Le premier flux de trésorerie

On estime que 300 millions de dollars d’aide, apportant des vaccins aux pays en développement, sont gaspillés parce que le médicament n’a pas la puissance nécessaire pour renforcer le système immunitaire une fois administré. La conception d’un système vaccinal à base de sucres qui se reconstituent avec de l’eau, économisent de l’argent et réduisent le coût de l’énergie. Lorsque le système sera opérationnel, il offrira le double de la quantité de vaccins à la moitié du coût.

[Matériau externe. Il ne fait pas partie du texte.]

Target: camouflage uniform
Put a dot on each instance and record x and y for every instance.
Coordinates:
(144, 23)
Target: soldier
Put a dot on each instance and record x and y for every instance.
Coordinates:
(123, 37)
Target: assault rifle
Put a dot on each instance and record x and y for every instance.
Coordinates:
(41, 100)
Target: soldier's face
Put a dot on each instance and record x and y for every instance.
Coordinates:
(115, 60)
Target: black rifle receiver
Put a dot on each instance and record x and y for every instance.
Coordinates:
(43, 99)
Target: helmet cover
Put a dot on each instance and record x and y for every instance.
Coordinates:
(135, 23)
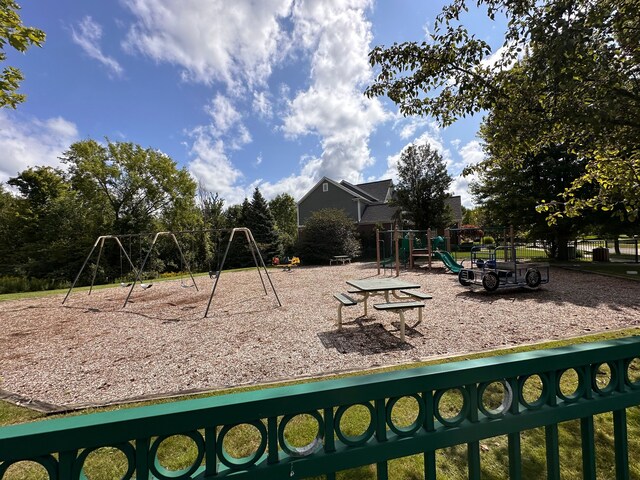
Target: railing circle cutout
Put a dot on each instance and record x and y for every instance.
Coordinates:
(523, 391)
(415, 425)
(364, 436)
(580, 387)
(632, 372)
(505, 402)
(126, 449)
(597, 381)
(237, 463)
(161, 472)
(311, 447)
(462, 412)
(47, 462)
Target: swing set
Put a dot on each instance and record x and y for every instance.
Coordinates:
(138, 272)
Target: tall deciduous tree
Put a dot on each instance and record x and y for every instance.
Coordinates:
(422, 187)
(579, 60)
(138, 189)
(20, 37)
(326, 233)
(49, 230)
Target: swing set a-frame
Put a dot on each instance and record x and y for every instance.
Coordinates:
(100, 242)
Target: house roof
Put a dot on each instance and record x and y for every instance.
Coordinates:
(377, 190)
(378, 213)
(333, 182)
(358, 191)
(372, 192)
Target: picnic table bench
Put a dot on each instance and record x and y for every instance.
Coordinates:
(340, 258)
(345, 301)
(409, 298)
(400, 308)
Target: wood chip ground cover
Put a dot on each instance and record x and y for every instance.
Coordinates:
(91, 351)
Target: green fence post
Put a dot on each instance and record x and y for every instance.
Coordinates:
(142, 458)
(211, 461)
(620, 444)
(588, 449)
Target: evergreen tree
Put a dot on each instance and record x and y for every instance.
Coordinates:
(263, 226)
(283, 208)
(422, 187)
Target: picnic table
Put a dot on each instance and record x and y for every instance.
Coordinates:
(371, 287)
(340, 259)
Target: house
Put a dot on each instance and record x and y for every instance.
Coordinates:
(366, 203)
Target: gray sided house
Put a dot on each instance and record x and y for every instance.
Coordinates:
(366, 203)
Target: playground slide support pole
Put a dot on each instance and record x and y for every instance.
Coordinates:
(396, 241)
(513, 244)
(429, 246)
(410, 250)
(378, 249)
(504, 233)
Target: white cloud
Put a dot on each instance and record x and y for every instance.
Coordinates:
(213, 169)
(466, 155)
(333, 107)
(431, 136)
(223, 114)
(262, 105)
(30, 143)
(234, 43)
(88, 37)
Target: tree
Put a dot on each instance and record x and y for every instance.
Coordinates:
(263, 227)
(50, 232)
(137, 189)
(510, 190)
(283, 208)
(326, 233)
(422, 187)
(579, 60)
(20, 37)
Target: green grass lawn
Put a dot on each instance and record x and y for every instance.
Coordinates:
(179, 452)
(613, 269)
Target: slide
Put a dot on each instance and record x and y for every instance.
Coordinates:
(448, 261)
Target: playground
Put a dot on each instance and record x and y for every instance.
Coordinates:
(94, 351)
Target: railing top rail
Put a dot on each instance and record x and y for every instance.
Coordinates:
(81, 431)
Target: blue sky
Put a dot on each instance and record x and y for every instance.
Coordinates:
(242, 93)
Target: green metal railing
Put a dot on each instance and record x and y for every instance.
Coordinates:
(61, 446)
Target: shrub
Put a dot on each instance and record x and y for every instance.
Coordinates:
(327, 233)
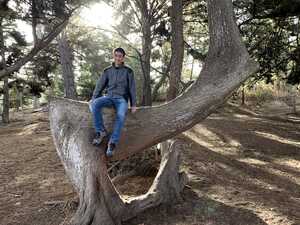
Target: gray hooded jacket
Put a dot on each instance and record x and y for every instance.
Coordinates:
(119, 81)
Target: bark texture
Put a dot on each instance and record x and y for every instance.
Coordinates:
(227, 65)
(66, 60)
(177, 46)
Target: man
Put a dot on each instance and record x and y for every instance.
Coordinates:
(120, 83)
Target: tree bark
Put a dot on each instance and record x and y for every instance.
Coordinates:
(66, 60)
(177, 46)
(5, 112)
(146, 53)
(227, 65)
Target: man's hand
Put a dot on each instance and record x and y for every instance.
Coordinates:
(90, 104)
(133, 109)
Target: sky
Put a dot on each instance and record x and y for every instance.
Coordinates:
(98, 15)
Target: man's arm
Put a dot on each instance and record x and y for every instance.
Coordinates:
(100, 85)
(132, 88)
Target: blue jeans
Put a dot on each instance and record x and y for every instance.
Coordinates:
(121, 107)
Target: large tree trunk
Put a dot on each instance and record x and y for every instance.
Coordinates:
(227, 65)
(66, 60)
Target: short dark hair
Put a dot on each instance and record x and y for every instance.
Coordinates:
(121, 50)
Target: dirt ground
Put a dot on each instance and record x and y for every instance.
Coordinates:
(244, 169)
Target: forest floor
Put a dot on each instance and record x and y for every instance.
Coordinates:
(244, 169)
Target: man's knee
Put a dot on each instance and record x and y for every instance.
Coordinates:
(99, 103)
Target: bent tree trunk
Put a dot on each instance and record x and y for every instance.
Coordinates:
(227, 65)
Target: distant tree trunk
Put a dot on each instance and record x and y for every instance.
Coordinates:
(36, 102)
(243, 94)
(66, 60)
(165, 71)
(19, 99)
(227, 65)
(5, 112)
(146, 53)
(177, 46)
(65, 54)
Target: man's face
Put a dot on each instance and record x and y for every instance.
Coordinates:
(118, 58)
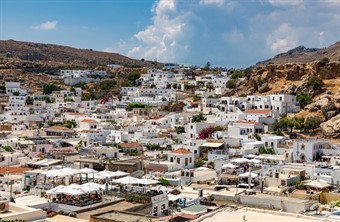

Bruce Roser a réussi à concevoir un modèle de production qui utilise un système de lyophilisation ultramoderne de Niro (Danemark) pour préparer des vaccins qui ne dépendent plus de la chaîne du froid de la fabrication à la livraison. Ce système Niro est l’équipement haut de gamme de l’industrie alimentaire. Il a ensuite créé Cambridge Biostability Ltd. (CBL) et a obtenu plusieurs subventions. Il a même mobilisé des investisseurs indiens pour tester la performance du modèle. Malheureusement, les liquidités nécessaires pour obtenir les approbations ont dépassé les fonds de la banque et l’ensemble du portefeuille de brevets a été transféré à un nouvel investisseur après que le tribunal a déclaré CBL insolvable. Nova Laboratories, la spin-out du British National Health Service a trouvé les brevets suffisamment intéressants pour surenchérir sur trois candidats étrangers et prendre le contrôle de cette innovation.

L’opportunité

Alors que la possibilité de fournir des vaccins aux pauvres sans avoir besoin de réfrigération mérite tout notre soutien, la véritable contribution à l’avenir est la possibilité de repenser la conservation des aliments sans chaîne du froid, sans réfrigération, sans compresseurs, sans apport énergétique élevé et sans avoir besoin d’aucun produit chimique. Toutefois, l’emballage sera toujours nécessaire. L’impact de l’élimination de la chaîne du froid sur la santé dans le monde en développement représente des millions de vies sauvées. D’un autre côté, si l’on considère l’opportunité d’utiliser cette technique éprouvée et de fournir le goût et la texture souhaités par les clients mais non disponibles chez les fournisseurs, alors nous réalisons que cette innovation pourrait rapidement se répandre dans le monde entier, grâce aux économies d’énergie massives qui rendent obsolètes une grande partie des équipements coûteux de la chaîne du froid.

La solution entrepreneuriale est « la substitution de quelque chose avec rien », en remplaçant le besoin de refroidissement et de produits chimiques par la création d’un système de conservation qui n’a pas besoin de refroidissement ou de produits chimiques du tout. La prochaine fois que vous visiterez votre supermarché préféré, imaginez le montant d’argent et les émissions de carbone économisées si et quand il n’y aura plus de congélateurs. Cela permettrait d’économiser de l’énergie et de livrer localement des produits de qualité à moindre coût grâce à une technique de conservation qui existe depuis des millions d’années pour les animaux et les plantes. Il est peut-être temps que nous apprenions à être aussi intelligents que certaines plantes et certains animaux.